In Diary of a Nomad, Jude Norris explored the effect of post-modern technologies and attitudes on nomadic cultural approaches to sustenance, lifestyle and survival. Using three projection screens hung like the sides of an open square, Norris constructed a softer inner room from which to consider the gallery as a culturally influenced 'chamber of experience'. Within this portable space, the artist projected often-dispirited panoramas contrasting urban/rural and Indigenous/immigrant migratory cycles. These digital landscapes were both a celebration of the land and a critique of Western landscape traditions.

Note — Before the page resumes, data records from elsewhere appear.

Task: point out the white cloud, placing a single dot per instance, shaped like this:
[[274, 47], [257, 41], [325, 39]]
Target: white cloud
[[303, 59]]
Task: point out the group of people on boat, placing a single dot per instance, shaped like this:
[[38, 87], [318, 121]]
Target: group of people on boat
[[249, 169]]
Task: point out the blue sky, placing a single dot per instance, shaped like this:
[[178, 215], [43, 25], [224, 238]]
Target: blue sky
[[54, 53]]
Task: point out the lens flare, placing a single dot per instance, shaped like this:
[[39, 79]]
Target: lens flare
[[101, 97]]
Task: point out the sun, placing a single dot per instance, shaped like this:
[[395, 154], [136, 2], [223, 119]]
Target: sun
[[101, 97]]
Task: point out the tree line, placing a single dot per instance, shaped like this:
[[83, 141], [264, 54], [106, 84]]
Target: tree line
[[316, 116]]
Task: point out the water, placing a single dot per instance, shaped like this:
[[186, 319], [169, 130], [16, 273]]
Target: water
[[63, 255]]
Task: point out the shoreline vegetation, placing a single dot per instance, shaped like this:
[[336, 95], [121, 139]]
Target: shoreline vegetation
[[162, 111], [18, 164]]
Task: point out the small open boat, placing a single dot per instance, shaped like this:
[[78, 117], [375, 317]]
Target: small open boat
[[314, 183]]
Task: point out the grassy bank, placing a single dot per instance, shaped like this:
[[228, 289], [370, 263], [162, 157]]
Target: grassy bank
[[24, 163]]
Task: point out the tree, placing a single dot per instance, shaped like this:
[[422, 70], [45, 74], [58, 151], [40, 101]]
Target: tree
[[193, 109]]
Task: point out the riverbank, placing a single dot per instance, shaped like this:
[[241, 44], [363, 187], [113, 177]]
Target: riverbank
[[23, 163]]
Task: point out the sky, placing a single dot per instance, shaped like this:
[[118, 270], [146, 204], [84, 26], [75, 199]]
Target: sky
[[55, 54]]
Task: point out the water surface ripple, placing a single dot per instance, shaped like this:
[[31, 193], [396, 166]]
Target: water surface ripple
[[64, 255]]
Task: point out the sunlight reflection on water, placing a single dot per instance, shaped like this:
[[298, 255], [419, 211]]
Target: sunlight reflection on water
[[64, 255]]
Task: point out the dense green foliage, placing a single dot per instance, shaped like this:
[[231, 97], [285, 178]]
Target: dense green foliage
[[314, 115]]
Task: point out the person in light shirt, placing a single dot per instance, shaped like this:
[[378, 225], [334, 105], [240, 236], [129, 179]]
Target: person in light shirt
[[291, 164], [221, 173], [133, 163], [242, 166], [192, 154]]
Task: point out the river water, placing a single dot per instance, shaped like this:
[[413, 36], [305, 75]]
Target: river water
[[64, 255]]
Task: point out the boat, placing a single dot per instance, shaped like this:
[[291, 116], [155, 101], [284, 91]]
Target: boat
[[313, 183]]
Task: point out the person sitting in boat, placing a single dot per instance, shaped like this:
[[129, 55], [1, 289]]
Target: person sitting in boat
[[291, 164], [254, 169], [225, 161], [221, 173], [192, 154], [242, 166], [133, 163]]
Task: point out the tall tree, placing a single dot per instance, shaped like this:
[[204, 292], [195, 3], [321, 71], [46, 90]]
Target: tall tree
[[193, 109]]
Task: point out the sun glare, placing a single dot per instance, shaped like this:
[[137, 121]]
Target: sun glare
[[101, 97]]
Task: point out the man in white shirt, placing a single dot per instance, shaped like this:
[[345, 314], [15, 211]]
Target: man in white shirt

Jude Norris is a Plains Cree/Anishnawbe/Metis Nation multi-disciplinary First Nations artist based in Brooklyn, New York. She has lived for extended periods in the UK , Vancouver, Toronto, and the Lower Similkameen Reservation in Interior Salish territory in Central B.C.
Norris creates work from the vantage point of an Indigenous woman living in post-modern Western society. She expands these personal experiences into work that embodies Indigenous expression and vision, yet is broadly accessible and relevant.
Norris is a recipient of the prestigious Chalmer’s Arts Fellowship, and has received awards from the Canada Council for the Arts, the Alberta Foundation for the Arts, the Ontario Arts Council, and the Toronto Arts Council. Her work has been screened and exhibited internationally, and can be found in the collections of major museums across Turtle Island.